Tra i due estremi c’è tuttavia un episodio riuscito a metà. È quello che avrebbe dovuto portare alla nascita al polo esterno di Milano Oltre, a soli tre chilometri dalla sede, ma sufficientemente lontano per rendere possibili gestioni oltre il limite del lecito. Come è successo nel 2001, quando partì il piano per trasferire qui tutte le consociate, che in quegli anni si stavano moltiplicando. Si cominciò con quella che fu considerata una deportazione delle testate di informatica, di quelle della neonata ACI-Mondadori, che portava in dote anche Panorama Travel, la rivista Mondadori di viaggi che condivideva il direttore con le cinque in comproprietà con l’Automobile Club.

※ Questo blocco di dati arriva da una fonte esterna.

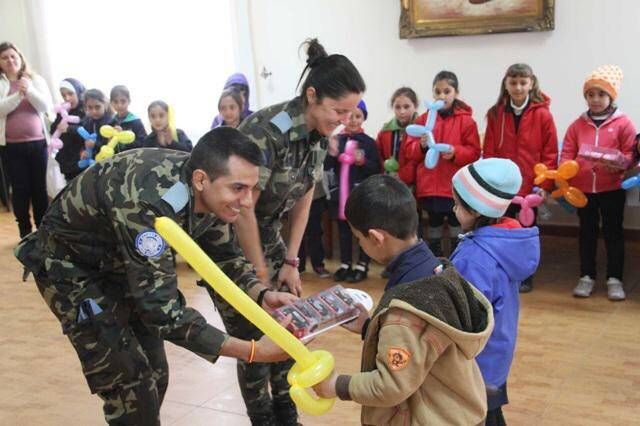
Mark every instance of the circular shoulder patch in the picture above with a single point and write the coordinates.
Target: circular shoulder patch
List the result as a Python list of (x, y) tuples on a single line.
[(150, 244)]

Il passo seguente prevedeva il trasferimento della redazione di Men’s Health, ma i giornalisti si ribellarono, e il piano si interruppe. Il rifiuto non era un capriccio, derivava da una serie di problematiche che andavano dall’assenza di un parcheggio custodito in un’area soggetta a frequenti furti, alla presenza di tralicci dell’alta tensione posti nella piazza al centro degli edifici. Elementi che hanno portato in dote interferenze con i monitor dei computer e sospetti effetti sulla salute. Il primo dei problemi fu risolto rimpiazzando i vecchi schermi a tubo catodico con più moderni a cristalli liquidi che lavorano su frequenze diverse, mentre si sorvolò sull’aspetto medico. E resta il dubbio che il decesso di un collega, che aveva l’ufficio nel punto più vicino ai cavi, possa essere legato all’esposizione alle onde elettromagnetiche.

Visto da fuori, il complesso di Milano Oltre si presenta come molti altri centri direzionali, ha un aspetto dignitoso, ma è sufficiente entrare per capire che sia stato costruito al risparmio, con materiali scadenti. La costruzione risale alla fine degli anni Ottanta, realizzata da Antonio D’Adamo, cresciuto nell’Edilnord di Berlusconi fino a diventare direttore generale, e successivamente imprenditore autonomo, che si era meritato sul campo i titoli di “nuovo Berlusconi” e “nuovo Ligresti”. Ma diventato più celebre come accusatore di Antonio Di Pietro e per il coinvolgimento in vari casi di fallimento e bancarotta. Ora la sua Milano Oltre potrebbe diventare il nuovo palazzo Mondadori.